This episode is our first ever case study! We talk with Nicolas, a Romanian living in the Netherlands who has a few questions about ETFs and wants to learn the non BS way to get started with investing. This one is Part 1, Part 2 is coming out next week!
What we talk about:
- Who Nicolas is
- Nicolas’ goals and current situation
- Where to get started with brokers
- The importance of starting simple
- How to assess ETFs
- Protecting yourself from taxes
Finding the right broker
One of Nicolas’ biggest issues is that he doesn’t know which broker to start with. He opened a DeGiro account but didn’t know exactly what to look for.
Mathias recommends checking out a comparison site for your country.
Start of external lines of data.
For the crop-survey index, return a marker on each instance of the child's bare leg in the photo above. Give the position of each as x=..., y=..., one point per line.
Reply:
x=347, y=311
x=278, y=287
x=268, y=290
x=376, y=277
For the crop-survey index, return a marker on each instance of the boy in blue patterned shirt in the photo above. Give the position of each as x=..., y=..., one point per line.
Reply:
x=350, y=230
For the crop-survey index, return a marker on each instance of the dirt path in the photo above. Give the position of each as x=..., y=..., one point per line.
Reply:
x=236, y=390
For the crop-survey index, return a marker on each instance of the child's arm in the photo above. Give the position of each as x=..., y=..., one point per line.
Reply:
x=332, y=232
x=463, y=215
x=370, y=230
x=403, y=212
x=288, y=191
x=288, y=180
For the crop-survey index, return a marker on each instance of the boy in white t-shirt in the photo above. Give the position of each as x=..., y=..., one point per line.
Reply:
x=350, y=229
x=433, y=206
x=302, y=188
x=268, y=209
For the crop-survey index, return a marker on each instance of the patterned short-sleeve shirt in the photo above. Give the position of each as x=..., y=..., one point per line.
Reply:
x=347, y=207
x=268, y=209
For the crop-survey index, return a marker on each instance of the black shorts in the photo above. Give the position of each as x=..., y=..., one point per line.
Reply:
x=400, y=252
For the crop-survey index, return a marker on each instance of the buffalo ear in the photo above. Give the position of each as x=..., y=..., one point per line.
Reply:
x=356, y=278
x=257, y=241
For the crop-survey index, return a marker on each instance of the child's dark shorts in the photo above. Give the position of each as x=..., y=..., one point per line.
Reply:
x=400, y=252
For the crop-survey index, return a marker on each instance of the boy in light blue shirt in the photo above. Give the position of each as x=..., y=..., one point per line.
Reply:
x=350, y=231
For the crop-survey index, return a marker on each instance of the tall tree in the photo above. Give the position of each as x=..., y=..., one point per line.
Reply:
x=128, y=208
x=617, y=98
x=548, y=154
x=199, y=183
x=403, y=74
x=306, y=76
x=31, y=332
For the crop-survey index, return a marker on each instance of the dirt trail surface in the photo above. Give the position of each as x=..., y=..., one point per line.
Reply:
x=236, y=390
An example in the UK would be The Monevator, and in the Netherlands it would be Mijnbroker . He also says to keep a look out for hidden fees – such as possibly paying fees on dividends coming from the US.
Nicolas’ is goal is to be able to ‘set it and forget it’. He wants to put his money into a broker and not have to worry and check it every day.
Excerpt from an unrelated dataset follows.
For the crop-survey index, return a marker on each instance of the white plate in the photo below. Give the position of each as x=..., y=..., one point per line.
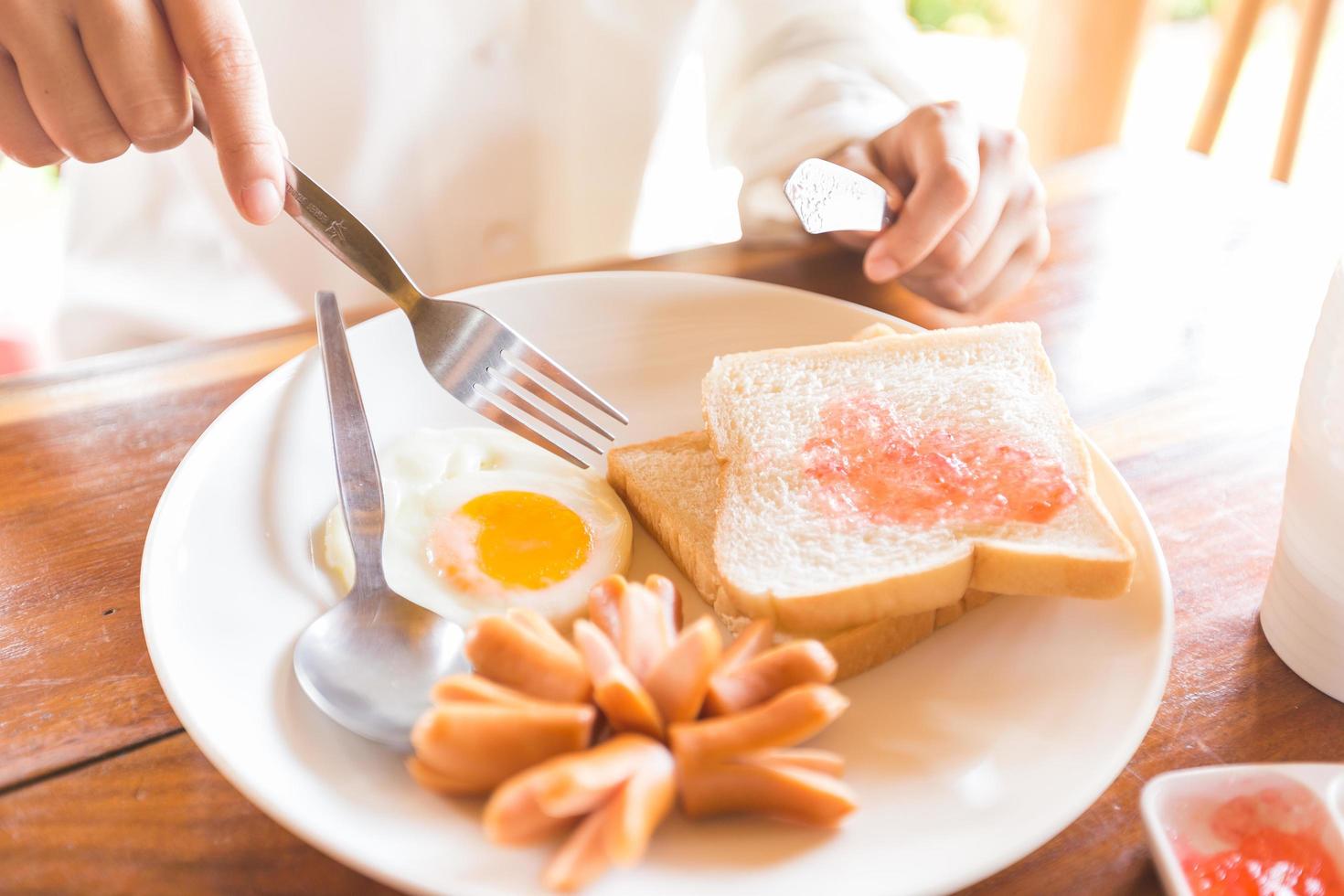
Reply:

I (Araminta) am still a beginner and recommend starting with something simple and easy like index funds or ETFs. Then, once you have a few years of experience and feel comfortable with your situation, you can nerd out like Alvar and get a bit more specific.
As Mathias says, you want to go one asset class at a time.
Sounds nice and simple – but how do I pick which ETF or index fund to invest in?
Mathias says these are a few things you want from your ETF:
- The cheaper the better
- The more global the better (more likely to exist in 10 years)
He also says it depends what your ETF strategy is – whether it’s diversify with one fund, or to focus on different sectors with different funds.
Alvar also makes the distinction between the ongoing charge of the broker and the expense ratio of the ETF; two separate fees which you will have to pay, so make sure they’re cheap!
In the Netherlands, most people open a tax protected account through their employer. However, as Alvar says, that means that money is locked up until you are of age to retire.
For this reason, it’s important to have a combination of tax sheltered and unsheltered accounts, depending on what you want to do with that money (buy a house, go travelling, reach FI, etc).